# Suddenly Slow and sluggish mouse



## GorillazFAN06

I have a Logitech G9 gaming mouse and it has suddenly become slow and sluggish. I know about all the SetPoint sensitivity settings and had them all exactly where I wanted them and never touched a thing once I got them there. I played very well in FPS games due to my perfect sensitivity I had set. All of the sudden the mouse is very inaccurate, when I try to drag the cursor over a small icon for example, I will either overshoot it or undershoot it. The cursor makes predictable movements when I am trying to move it slightly. I have to drag and drag my mouse it seems to get the cursor to move in whatever direction I want it to. This problem happened a few years back on an old computer and the only way I was able to solve it was to get a whole other system. What could be the cause of this sudden slowdown? It just happened overnight, maybe something to do with installed updates by windows? I can't play games accurately or even click icons accurately and It's going to start driving me insane again, this is like a reoccurring nightmare. The only recently installed items I can think of were Utorrent (Removed now), an HP Blu ray player (Removed), and some windows update that made changes to "Windows LIVE" software. I really need some help I have reinstalled my mouse drivers and tried to use the basic windows mouse settings but they still feel laggy as well. HELP!


----------



## GorillazFAN06

Bumps


----------



## Dr. wOrM

You should try to uninstall the drivers again VIA Driversweeper. 
http://downloads.guru3d.com/Guru3D---Driver-Sweeper-(Setup)_d1655.html
Then reinstall the newest drivers.
If that doesn't work. I would rollback the windows updates, or, if you have system restore use that and restore the pc to the most recent date. I personally have windows auto updates disabled, and never experience any 'strange' problems anymore.
Good luck mate!


----------



## GorillazFAN06

Dr. wOrM said:


> You should try to uninstall the drivers again VIA Driversweeper.
> http://downloads.guru3d.com/Guru3D---Driver-Sweeper-(Setup)_d1655.html
> Then reinstall the newest drivers.
> If that doesn't work. I would rollback the windows updates, or, if you have system restore use that and restore the pc to the most recent date. I personally have windows auto updates disabled, and never experience any 'strange' problems anymore.
> Good luck mate!


ok ill try that, if it doesnt work ill prolly reinstall my os.

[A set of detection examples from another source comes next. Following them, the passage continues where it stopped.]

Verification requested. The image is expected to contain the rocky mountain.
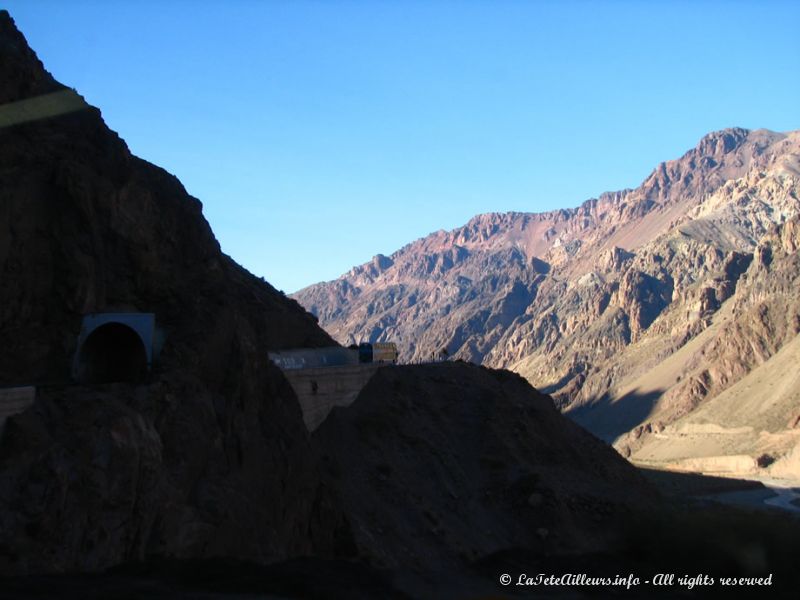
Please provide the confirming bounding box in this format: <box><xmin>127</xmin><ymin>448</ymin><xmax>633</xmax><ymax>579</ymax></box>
<box><xmin>0</xmin><ymin>11</ymin><xmax>657</xmax><ymax>580</ymax></box>
<box><xmin>294</xmin><ymin>128</ymin><xmax>800</xmax><ymax>478</ymax></box>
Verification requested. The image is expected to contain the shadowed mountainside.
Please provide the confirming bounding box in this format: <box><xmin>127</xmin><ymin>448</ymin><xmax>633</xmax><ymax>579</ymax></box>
<box><xmin>0</xmin><ymin>11</ymin><xmax>654</xmax><ymax>575</ymax></box>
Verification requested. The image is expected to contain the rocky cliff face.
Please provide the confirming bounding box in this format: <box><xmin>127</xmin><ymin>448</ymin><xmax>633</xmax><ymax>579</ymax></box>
<box><xmin>295</xmin><ymin>128</ymin><xmax>800</xmax><ymax>474</ymax></box>
<box><xmin>0</xmin><ymin>11</ymin><xmax>651</xmax><ymax>574</ymax></box>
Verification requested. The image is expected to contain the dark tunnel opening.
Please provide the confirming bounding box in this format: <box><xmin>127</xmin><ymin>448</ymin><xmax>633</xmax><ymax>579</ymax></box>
<box><xmin>78</xmin><ymin>323</ymin><xmax>147</xmax><ymax>383</ymax></box>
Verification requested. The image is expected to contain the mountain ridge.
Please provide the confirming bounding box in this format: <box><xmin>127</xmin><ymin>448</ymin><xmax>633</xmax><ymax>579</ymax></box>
<box><xmin>294</xmin><ymin>128</ymin><xmax>800</xmax><ymax>478</ymax></box>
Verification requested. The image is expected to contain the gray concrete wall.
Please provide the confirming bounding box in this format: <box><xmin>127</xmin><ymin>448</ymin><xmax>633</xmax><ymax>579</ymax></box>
<box><xmin>283</xmin><ymin>364</ymin><xmax>384</xmax><ymax>431</ymax></box>
<box><xmin>0</xmin><ymin>386</ymin><xmax>36</xmax><ymax>435</ymax></box>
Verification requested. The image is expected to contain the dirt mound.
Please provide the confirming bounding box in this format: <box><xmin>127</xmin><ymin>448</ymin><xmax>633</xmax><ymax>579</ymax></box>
<box><xmin>0</xmin><ymin>11</ymin><xmax>336</xmax><ymax>573</ymax></box>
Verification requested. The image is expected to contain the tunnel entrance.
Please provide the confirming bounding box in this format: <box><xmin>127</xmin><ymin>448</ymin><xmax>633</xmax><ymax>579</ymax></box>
<box><xmin>77</xmin><ymin>323</ymin><xmax>147</xmax><ymax>383</ymax></box>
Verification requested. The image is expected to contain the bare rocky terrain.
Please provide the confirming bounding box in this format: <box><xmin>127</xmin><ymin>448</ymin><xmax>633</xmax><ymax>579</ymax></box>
<box><xmin>293</xmin><ymin>128</ymin><xmax>800</xmax><ymax>477</ymax></box>
<box><xmin>0</xmin><ymin>11</ymin><xmax>659</xmax><ymax>597</ymax></box>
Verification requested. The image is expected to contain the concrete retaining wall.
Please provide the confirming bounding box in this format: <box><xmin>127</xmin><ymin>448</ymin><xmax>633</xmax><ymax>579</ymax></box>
<box><xmin>0</xmin><ymin>386</ymin><xmax>36</xmax><ymax>435</ymax></box>
<box><xmin>283</xmin><ymin>364</ymin><xmax>382</xmax><ymax>431</ymax></box>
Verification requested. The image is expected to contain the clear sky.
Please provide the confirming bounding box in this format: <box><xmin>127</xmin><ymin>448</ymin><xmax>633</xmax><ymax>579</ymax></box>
<box><xmin>3</xmin><ymin>0</ymin><xmax>800</xmax><ymax>292</ymax></box>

Well the driversweeper doesn't do anything and crashes, my driver reinstall did nothing.


----------



## Dr. wOrM

hmmm... did you try system restore?? did you try rolling back or uninstalling the most recent windows updates? Im sorry i dont really know how to do this, so ull have to figure it out :tongue: 

I hope u dont have to reinstall the OS, but if you do good luck. The only other thing i would try, which is kindof a hassle is figuring out what brand and model your motherboard is via CPUID found here ---> CPUID . and try installing the latest drivers from the mobo's manufacture's website. I'm sorry im not much help. maybe the bump will get a moderators attention. 

good luck. :smile:


----------



## Tyree

GorillazFAN06 said:


> The only recently installed items I can think of were Utorrent (Removed now)

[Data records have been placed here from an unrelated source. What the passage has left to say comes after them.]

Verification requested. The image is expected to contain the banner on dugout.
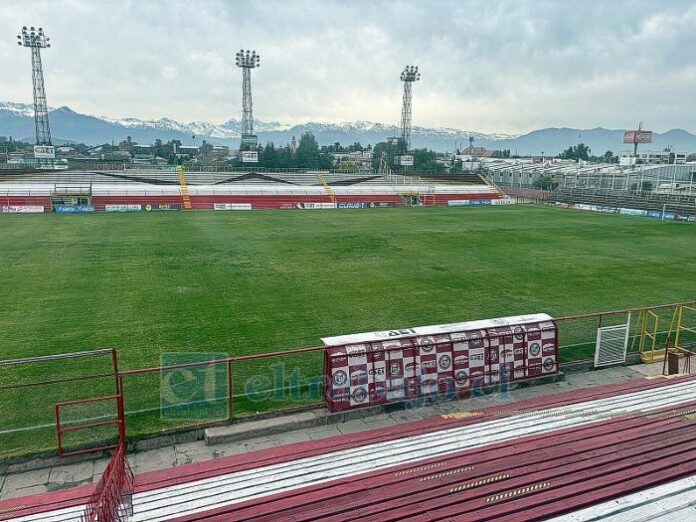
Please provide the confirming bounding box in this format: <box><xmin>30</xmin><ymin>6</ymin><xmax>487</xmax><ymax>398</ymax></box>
<box><xmin>322</xmin><ymin>314</ymin><xmax>559</xmax><ymax>411</ymax></box>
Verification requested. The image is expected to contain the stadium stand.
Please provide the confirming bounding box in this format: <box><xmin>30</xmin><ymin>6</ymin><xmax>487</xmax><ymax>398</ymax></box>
<box><xmin>0</xmin><ymin>375</ymin><xmax>696</xmax><ymax>522</ymax></box>
<box><xmin>549</xmin><ymin>187</ymin><xmax>696</xmax><ymax>216</ymax></box>
<box><xmin>0</xmin><ymin>170</ymin><xmax>504</xmax><ymax>211</ymax></box>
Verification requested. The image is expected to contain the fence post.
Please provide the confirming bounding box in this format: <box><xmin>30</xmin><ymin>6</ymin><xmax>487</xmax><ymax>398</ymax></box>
<box><xmin>116</xmin><ymin>375</ymin><xmax>126</xmax><ymax>447</ymax></box>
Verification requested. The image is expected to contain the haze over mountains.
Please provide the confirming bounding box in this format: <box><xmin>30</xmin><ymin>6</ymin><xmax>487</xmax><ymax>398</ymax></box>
<box><xmin>0</xmin><ymin>102</ymin><xmax>696</xmax><ymax>155</ymax></box>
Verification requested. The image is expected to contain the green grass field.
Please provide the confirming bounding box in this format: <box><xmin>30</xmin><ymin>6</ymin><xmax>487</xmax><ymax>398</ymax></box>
<box><xmin>0</xmin><ymin>206</ymin><xmax>696</xmax><ymax>454</ymax></box>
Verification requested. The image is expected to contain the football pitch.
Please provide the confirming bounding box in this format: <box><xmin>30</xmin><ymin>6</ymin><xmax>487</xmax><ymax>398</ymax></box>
<box><xmin>0</xmin><ymin>206</ymin><xmax>696</xmax><ymax>458</ymax></box>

Anything from a Torrent download is subject for suspicion. My first guess would be malware or some other type of unwanted intrusion.
Revo Uninstaller is the most thorough uninstaller that I have found.
I would run Malwarebytes from Safe Mode and do a good general cleaning.


----------



## GorillazFAN06

Tyree said:


> Anything from a Torrent download is subject for suspicion. My first guess would be malware or some other type of unwanted intrusion.
> Revo Uninstaller is the most thorough uninstaller that I have found.
> I would run Malwarebytes from Safe Mode and do a good general cleaning.


Sounds like a good idea. I do have a Microsoft 2007 torrent download that I use quite frequently, I hope that isnt possibly the cause, even though I've had it forever and my mouse problem is quite recent.


----------



## GorillazFAN06

I ran a quick scan with malware bytes and found a trojan to my suprise. Malware bytes said it was removed but this didn't seem to solve my mouse issue. I am running a full scan as we speak to see if anything else turns up.


----------



## belladonnak

Hey good information guys ......


----------



## GorillazFAN06

belladonnak said:


> Hey good information guys ......


Thx for the pointless post with too many periods ......................................................................................................................................


----------



## GorillazFAN06

I've reinstalled my OS and it feels the same! Help!


----------



## dai

i just had the same problem in win7 64x sp1 with logitech

spent 2 weeks failed to find the cause

switched over to 32bit which was not a problem both installed

problem appears to have stayed with 64x

no problem in 32x but i don't have sp1 installed on 32x

i just rebuilt the computer made no difference

i did find newer driver at logitech to what i had installed but they did not help


----------



## shotgn

Right click your desktop and go to personalize

Then on the left click mouse pointers

Then click the pointer options tab.......How do you have it set?

I have win7 64x with a G9x....I only use setpoint software when I game. Then it defaults back to windows setting when I close it.


----------